Ineffective Assistance of Counsel

          In his first point of error, appellant contends that he was denied effective assistance of counsel. Specifically, appellant contends that his trial counsel, Racer, (1) failed “to file pre-trial motions for discovery and suppression of and/or make objection at trial to the admission of” certain evidence; (2) failed to spend an adequate amount of time preparing for trial; (3) failed to challenge or strike a member of the venire who demonstrated bias; (4) failed to subpoena a police officer who conducted a photo line-up; (5) failed to adequately cross-examine a police officer involved in the live line-up; and (6) failed to object to the admission of prior convictions during punishment.

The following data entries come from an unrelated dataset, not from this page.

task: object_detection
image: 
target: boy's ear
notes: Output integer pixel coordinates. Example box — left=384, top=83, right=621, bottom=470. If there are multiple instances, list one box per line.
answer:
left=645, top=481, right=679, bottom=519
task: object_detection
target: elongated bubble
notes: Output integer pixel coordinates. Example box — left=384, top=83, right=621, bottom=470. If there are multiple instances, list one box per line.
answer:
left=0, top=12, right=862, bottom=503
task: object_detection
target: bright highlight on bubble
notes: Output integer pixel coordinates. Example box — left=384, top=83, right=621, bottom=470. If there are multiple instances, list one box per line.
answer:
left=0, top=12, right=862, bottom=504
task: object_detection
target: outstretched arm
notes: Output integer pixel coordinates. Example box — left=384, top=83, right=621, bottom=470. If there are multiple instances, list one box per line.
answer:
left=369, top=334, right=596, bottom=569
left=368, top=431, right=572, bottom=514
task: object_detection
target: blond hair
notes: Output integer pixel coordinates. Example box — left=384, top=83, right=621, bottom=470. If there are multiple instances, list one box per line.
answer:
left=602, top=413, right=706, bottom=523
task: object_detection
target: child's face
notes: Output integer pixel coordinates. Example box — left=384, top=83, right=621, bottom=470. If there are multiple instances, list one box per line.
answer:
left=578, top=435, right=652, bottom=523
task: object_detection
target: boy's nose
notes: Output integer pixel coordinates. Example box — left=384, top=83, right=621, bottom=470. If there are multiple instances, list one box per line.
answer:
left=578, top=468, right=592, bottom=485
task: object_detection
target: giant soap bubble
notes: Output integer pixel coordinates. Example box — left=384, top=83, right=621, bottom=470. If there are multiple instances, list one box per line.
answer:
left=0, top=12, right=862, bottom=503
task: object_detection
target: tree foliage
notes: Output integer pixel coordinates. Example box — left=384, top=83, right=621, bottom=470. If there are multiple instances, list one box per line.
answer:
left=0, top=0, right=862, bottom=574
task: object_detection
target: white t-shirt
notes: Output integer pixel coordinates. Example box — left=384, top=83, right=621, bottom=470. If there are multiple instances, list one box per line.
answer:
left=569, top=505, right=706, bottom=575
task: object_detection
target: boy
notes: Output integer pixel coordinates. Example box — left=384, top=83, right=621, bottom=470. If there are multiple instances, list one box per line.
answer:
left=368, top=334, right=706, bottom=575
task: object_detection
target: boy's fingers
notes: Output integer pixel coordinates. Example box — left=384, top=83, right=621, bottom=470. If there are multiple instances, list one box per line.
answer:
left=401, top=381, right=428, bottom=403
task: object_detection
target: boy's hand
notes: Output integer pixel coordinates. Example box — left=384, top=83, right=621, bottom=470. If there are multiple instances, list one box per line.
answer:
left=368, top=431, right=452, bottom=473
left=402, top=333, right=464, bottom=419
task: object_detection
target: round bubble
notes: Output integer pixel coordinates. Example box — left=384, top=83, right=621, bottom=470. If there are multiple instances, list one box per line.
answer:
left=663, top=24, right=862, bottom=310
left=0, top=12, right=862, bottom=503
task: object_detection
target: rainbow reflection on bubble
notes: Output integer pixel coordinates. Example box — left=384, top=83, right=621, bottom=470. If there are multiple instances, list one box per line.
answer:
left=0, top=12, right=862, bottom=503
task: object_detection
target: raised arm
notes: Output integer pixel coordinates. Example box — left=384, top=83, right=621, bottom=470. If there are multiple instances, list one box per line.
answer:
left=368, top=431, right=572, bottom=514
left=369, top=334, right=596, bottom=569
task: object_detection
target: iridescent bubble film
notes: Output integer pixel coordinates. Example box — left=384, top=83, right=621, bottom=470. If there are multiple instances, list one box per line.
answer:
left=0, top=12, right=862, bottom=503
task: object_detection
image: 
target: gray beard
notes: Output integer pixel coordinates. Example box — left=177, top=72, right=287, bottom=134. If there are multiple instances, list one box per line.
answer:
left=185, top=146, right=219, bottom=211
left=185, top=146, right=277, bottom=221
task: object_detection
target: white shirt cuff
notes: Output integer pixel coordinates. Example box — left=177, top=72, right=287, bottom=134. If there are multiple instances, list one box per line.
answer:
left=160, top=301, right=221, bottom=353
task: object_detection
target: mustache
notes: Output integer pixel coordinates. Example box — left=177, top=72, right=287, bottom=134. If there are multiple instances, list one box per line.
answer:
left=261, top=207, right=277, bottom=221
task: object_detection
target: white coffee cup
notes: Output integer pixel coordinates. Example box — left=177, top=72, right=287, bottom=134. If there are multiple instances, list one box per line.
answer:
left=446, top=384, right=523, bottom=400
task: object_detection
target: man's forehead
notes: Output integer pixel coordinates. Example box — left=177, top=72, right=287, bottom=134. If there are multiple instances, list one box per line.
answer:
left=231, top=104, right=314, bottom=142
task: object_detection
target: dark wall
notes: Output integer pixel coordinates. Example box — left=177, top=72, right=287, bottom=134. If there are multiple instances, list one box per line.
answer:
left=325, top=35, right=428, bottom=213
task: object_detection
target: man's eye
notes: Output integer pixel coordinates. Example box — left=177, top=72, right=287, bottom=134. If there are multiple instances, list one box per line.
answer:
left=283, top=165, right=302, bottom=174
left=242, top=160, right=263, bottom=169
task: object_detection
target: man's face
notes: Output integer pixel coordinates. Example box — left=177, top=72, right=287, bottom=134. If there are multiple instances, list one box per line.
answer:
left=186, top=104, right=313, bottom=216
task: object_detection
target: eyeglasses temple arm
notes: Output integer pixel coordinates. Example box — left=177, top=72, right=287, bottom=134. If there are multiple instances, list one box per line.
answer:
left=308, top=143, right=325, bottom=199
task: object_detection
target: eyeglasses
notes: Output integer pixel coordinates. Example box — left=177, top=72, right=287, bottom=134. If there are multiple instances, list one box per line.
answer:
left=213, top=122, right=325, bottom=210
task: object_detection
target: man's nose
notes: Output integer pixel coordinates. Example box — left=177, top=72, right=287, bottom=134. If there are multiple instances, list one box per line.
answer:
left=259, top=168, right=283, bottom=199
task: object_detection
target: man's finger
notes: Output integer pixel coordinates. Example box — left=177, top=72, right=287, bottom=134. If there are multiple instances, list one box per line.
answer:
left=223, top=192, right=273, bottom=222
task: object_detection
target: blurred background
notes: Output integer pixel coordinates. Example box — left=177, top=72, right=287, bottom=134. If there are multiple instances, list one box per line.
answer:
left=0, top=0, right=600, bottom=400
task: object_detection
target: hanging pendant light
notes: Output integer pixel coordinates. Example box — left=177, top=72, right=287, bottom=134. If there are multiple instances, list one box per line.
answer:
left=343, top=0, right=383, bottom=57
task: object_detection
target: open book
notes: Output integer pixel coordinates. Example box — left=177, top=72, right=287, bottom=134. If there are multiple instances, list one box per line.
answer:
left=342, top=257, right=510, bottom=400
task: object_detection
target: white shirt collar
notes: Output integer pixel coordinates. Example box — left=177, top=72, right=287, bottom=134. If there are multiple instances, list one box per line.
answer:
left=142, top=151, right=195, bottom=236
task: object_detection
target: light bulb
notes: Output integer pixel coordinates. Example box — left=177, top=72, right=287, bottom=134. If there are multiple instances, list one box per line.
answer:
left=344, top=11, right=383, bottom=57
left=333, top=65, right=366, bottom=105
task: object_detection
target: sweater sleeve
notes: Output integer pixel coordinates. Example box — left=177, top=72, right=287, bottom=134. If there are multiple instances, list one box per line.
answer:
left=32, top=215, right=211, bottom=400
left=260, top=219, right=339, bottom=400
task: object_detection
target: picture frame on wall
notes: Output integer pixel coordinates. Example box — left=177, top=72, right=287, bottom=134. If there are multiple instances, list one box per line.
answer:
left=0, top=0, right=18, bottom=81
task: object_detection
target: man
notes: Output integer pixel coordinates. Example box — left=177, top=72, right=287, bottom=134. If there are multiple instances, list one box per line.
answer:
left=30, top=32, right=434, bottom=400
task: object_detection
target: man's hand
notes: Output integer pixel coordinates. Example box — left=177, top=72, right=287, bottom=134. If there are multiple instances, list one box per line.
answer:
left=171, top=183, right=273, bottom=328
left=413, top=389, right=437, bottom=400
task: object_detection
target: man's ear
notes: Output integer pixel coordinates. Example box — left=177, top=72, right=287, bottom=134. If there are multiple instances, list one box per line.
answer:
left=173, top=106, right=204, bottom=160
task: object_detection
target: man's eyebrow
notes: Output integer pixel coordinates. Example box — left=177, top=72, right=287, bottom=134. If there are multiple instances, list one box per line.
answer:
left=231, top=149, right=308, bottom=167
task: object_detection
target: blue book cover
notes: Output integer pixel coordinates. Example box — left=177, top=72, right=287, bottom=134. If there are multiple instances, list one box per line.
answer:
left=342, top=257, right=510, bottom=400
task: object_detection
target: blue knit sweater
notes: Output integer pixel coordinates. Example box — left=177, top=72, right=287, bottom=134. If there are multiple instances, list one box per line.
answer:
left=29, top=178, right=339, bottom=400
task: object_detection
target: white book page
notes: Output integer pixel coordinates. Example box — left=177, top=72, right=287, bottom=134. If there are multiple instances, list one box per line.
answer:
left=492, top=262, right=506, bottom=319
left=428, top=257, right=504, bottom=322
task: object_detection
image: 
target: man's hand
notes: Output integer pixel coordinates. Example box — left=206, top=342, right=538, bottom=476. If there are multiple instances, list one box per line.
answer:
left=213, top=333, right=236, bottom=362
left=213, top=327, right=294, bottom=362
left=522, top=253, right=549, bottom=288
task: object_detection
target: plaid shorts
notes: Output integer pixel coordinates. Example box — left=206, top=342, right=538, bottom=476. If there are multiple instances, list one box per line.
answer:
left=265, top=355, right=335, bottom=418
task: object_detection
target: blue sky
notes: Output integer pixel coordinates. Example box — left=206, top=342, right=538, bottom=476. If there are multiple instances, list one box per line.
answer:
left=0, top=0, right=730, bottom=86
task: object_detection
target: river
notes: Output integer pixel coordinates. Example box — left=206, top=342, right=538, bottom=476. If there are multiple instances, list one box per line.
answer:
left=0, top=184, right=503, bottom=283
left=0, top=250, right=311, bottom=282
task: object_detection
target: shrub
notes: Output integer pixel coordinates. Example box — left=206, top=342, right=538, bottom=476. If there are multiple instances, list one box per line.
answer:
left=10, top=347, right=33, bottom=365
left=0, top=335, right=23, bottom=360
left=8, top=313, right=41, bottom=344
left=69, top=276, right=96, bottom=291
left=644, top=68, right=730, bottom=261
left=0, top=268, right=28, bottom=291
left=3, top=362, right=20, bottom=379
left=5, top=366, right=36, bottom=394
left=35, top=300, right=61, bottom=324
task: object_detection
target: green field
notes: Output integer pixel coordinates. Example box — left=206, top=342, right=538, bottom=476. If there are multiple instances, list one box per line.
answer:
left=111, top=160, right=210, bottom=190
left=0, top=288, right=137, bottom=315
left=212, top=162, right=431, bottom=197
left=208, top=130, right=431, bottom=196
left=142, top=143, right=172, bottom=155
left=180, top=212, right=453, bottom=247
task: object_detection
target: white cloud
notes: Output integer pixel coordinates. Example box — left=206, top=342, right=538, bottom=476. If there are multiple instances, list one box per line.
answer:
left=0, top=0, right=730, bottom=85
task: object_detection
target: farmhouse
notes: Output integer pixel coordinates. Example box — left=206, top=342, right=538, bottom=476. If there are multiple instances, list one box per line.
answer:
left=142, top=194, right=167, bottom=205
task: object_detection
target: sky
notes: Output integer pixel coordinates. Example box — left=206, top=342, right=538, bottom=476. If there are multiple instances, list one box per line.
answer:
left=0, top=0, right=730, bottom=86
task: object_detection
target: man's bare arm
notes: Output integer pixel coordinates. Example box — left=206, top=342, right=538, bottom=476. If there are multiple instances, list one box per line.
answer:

A.      Standard of Review

          Appellant was entitled to reasonably effective assistance of counsel. U.S. Const. amend. VI; Tex. Const. art. I, § 10. The right to counsel, however, does not mean the right to errorless counsel. Robertson v. State, 187 S.W.3d 475, 483 (Tex. Crim. App. 2006). To prove ineffective assistance of counsel, appellant must show that (1) counsel’s performance fell below an objective standard of reasonableness and (2) but for counsel’s unprofessional error, there is a reasonable probability that the result of the proceeding would have been different. Strickland v. Washington, 466 U.S. 668, 687, 104 S. Ct. 2052, 2064 (1984); Hernandez v. State, 988 S.W.2d 770, 770 n.3 (Tex. Crim. App. 1999). “Reasonable probability” means a “probability sufficient to undermine confidence in the outcome.” 466 U.S. at 694, 104 S. Ct. at 2068.

          To prevail, appellant must prove ineffective assistance by a preponderance of the evidence. Robertson, 187 S.W.3d at 483. Appellant must overcome the strong presumption that counsel’s conduct falls within the wide range of reasonably professional assistance or might reasonably be considered sound trial strategy.